Jaipur: After 12 years, this Beed wonders at how little time it takes for transformation to happen. People will pay the equivalent of Rs 1000 in toll fares just to drive through a well-maintained highway. The conclusion is that it's important to let private concessionaires lead road development projects as people will pay for good roads - as the Beed did in driving down to the Jaipur Literature Festival (JLF). Interestingly, one of the festival's sponsors is a company involved in infrastructure construction.
The fifth JLF had a carnival setting, where many writers from different parts of the world jostled with each other for seats at an impressive range of debates and readings. What was most evident was the creative energy in the air. There were good vibes all over.
There are always discussions on how much affluence and economic growth fuel creativity. Perhaps the JLF is a case in point. The plethora of companies, institutions and brands that supported the initiative demonstrates how small contributions from many players can make such events successful. Among the sponsors were investment banks, which know a good investment when they see one. It is not easy to get hundreds of writers to Jaipur and take care of them for five days!
JLF also demonstrated India's power in the emerging world economic order. Would writers have flocked to India 20 years ago for a literature festival? India is now the market. With 300 million plus English-speaking people, you would have to be a fool not to want to be there. Chetan Bhagat's literary skills may have been questioned, but at least he has introduced young Indians to the English novel. Future writers in the region must thank him for making books popular. This is also a big message for aspiring Nepali writers: if one can follow Bhagat's model in the region, you might break some interesting records.

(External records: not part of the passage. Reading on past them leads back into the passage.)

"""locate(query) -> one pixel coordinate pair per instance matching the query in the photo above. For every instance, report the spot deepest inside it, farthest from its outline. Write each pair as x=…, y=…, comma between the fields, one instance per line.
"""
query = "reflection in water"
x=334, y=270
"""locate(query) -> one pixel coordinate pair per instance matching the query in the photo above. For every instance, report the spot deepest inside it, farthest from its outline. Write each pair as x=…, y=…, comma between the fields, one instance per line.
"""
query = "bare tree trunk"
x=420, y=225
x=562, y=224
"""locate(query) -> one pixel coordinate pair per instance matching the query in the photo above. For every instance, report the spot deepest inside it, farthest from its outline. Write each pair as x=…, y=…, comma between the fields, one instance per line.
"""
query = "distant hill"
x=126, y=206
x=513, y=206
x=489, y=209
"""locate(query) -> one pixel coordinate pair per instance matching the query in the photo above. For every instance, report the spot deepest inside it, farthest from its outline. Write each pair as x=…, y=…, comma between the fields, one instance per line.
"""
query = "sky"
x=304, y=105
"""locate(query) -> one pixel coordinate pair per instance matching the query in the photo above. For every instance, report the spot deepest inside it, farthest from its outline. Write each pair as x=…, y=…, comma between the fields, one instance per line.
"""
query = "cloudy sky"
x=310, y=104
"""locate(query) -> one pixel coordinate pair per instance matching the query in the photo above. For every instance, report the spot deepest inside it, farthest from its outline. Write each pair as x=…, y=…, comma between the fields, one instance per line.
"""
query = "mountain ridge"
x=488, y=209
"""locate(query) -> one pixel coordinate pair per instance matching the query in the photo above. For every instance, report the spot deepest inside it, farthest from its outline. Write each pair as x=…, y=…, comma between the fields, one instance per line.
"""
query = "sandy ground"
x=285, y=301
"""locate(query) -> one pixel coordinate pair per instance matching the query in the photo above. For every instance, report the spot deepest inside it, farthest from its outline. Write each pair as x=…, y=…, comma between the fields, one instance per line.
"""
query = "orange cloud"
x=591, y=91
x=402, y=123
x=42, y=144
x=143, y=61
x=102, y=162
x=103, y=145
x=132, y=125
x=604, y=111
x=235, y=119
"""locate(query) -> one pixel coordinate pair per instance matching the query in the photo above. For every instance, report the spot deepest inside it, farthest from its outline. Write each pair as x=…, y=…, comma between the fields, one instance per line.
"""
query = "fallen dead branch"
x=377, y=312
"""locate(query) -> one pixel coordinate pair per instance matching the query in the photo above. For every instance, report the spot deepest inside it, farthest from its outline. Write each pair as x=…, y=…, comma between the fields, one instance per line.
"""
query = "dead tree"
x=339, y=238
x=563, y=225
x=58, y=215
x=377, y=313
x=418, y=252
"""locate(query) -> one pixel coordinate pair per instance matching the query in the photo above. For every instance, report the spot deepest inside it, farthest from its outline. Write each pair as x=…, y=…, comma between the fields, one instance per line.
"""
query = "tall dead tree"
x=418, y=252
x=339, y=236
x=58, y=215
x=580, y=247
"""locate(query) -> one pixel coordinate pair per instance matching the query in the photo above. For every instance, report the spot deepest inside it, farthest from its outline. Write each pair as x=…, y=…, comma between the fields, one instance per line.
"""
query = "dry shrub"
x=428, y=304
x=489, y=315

The media's involvement in the event also shows the kind of productive role it can play. The festival was well covered in the international press too, which means more people will return to the event next year. Even non-sponsoring media groups covered these events. Another lesson for Nepal. Here, media houses have this peculiar habit of not covering events sponsored by rival media houses, such as what happened during the Capital Market Expo. It is time to grow up and work towards collective promotion of events of interest to the public.
Another other big leap India has taken is that events like JLF are now managed very professionally by companies set up for the purpose. The coordination and preparation of the festival, which included over 100 planning sessions, was impressive. This is another lesson for those institutions in Nepal that put on great events, but don't outsource management responsibilities to a specialised firm.
The JLF, which is a must for all art-lovers, will hopefully see more Nepali faces and perhaps even a Nepal-centred event next year. In fact the Beed is toying with the idea of hosting a similar show in Nepal in April 2011. All volunteers are welcome!